Gino Strada: «La vera insicurezza è incitare all’odio contro chi sta peggio»Gino Strada, fondatore di Emergency

Guerre Intervista a Gino Strada: «La realtà di oggi preoccupa, c’è chi soffia sull’odio, chi inneggia alla violenza: siamo già dentro un nuovo fascismo. In Italia nessuno chiede perché, con milioni di poveri, abbiamo una spesa militare di miliardi»

Pubblicato più di 5 anni faEdizione del 15 maggio 2019

«Com’è possibile aver fatto negli ultimi 200 anni delle scoperte incredibili, realizzato cose impensabili in tutti i campi, nella medicina, la chimica, le nanotecnologie, ma non essere stati capaci di progredire sul piano etico? Capire che ammazzarsi tra noi è un non senso, è contronatura».

Gino Strada la guerra la conosce bene. La conosce bene Emergency, l’associazione che fondò nel 1994 per offrire cure mediche gratuite alle vittime dei conflitti. In Africa, in Iraq, in Afghanistan e, a breve, in Yemen.

Dei 25 anni di Emergency abbiamo parlato con Gino Strada, in occasione dell’inaugurazione della mostra fotografica Zakhem di Giulio Piscitelli.

Il sottotitolo della mostra è «La guerra a casa». Perché?

Le foto di quei pazienti indicano chiaramente che sono dei civili anche se per lo più indossano i vestiti bianchi degli ospedali. È nei villaggi, le città, le case che si combatte la guerra e le vittime sono chi ci abita. Credo che sia una bella mostra: Giulio ha fatto un ottimo lavoro fotografando i pezzi di metallo, schegge, proiettili che i chirurghi toglievano in sala operatoria. C’è la foto del paziente e di cosa lo ha conciato così. È una delle tante iniziative che stiamo mettendo in cantiere.

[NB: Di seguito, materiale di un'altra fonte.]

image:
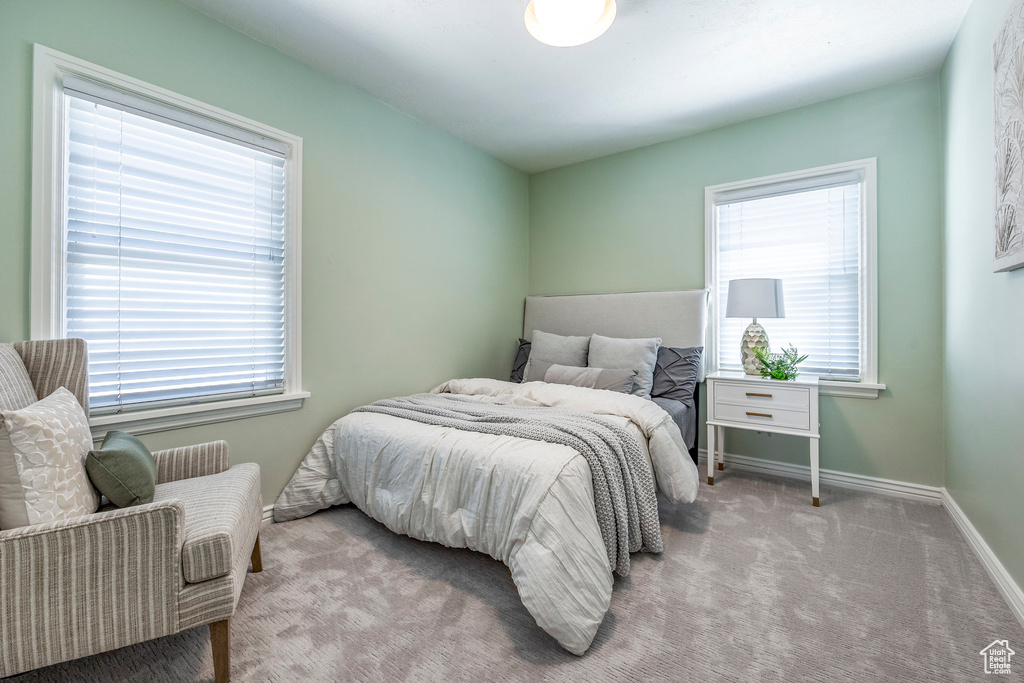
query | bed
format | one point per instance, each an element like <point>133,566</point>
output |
<point>556,481</point>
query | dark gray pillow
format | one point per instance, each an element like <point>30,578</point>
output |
<point>676,373</point>
<point>519,365</point>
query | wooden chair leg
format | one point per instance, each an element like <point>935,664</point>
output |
<point>257,559</point>
<point>220,640</point>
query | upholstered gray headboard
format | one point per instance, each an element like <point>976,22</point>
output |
<point>679,317</point>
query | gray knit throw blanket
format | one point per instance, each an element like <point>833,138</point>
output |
<point>624,484</point>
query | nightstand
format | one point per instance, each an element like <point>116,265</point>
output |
<point>757,403</point>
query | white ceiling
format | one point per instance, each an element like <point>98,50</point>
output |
<point>665,69</point>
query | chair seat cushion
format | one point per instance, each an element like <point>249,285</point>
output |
<point>222,516</point>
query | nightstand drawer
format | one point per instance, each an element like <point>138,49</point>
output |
<point>769,416</point>
<point>798,398</point>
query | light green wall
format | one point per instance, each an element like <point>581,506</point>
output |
<point>984,311</point>
<point>635,221</point>
<point>414,243</point>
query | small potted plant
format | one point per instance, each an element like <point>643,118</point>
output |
<point>779,366</point>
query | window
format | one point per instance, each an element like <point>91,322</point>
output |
<point>815,230</point>
<point>172,249</point>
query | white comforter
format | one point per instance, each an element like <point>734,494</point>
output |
<point>528,504</point>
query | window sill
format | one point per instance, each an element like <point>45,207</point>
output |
<point>850,389</point>
<point>164,419</point>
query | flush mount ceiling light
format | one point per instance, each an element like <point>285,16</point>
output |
<point>568,23</point>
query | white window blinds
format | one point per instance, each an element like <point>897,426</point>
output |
<point>175,253</point>
<point>808,235</point>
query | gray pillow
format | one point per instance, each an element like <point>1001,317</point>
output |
<point>123,470</point>
<point>676,373</point>
<point>592,378</point>
<point>556,349</point>
<point>638,354</point>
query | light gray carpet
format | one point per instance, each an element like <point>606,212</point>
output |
<point>755,584</point>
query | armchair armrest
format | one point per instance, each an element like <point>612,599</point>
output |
<point>91,584</point>
<point>190,461</point>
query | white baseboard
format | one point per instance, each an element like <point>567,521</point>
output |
<point>913,492</point>
<point>1005,584</point>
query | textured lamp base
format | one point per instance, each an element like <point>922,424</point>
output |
<point>755,337</point>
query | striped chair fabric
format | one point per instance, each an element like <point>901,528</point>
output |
<point>92,584</point>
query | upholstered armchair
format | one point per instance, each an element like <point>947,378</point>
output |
<point>99,582</point>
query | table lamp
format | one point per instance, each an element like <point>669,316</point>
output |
<point>755,297</point>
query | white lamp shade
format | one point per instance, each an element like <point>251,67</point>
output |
<point>756,297</point>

Può tracciare un bilancio di 25 anni di attività di Emergency?

Sono stati 25 anni utili. Utili a tantissime persone perché ne abbiamo curate più di 10 milioni nel mondo. Però sono stati utili anche a noi: abbiamo imparato tanto. Non solo cose di medicina e chirurgia ma anche cose sulla guerra e sul mondo, su noi stessi.

Tra i paesi in cui siete oggi attivi c’è lo Yemen, che più di altri oggi rappresenta il nuovo «modello» bellico: guerra a dei civili, guerra dimentica, guerra per procura, guerra internazionale attraverso la vendita di armi. Come leggete il vostro impegno lì?

Non siamo ancora operativi, è tutto pronto ma stiamo aspettando le ultime autorizzazioni dal punto di vista della sicurezza. Saremo ad Hajjah. È difficile fare previsioni su cosa ci troveremo di fronte. Lo Yemen è il paese con il peggior disastro umanitario a livello mondiale, regolarmente ignorato da quattro anni. Faremo un ospedale per feriti di guerra con i soliti nostri criteri: i feriti sono i feriti, senza ulteriori specifiche su come la pensano o da che parte stanno. Faremo il nostro lavoro professionale. C’è da fare poi un discorso sulla nostra politica che continua a tollerare la vendita di armi prodotte in Italia da una ditta tedesca all’Arabia saudita che le usa in Yemen. Nessuno può nascondersi dietro un dito: ci sono accordi commerciali. Ma a essere assolutamente prioritario è il diritto della popolazione yemenita a restare viva e non essere bombardata.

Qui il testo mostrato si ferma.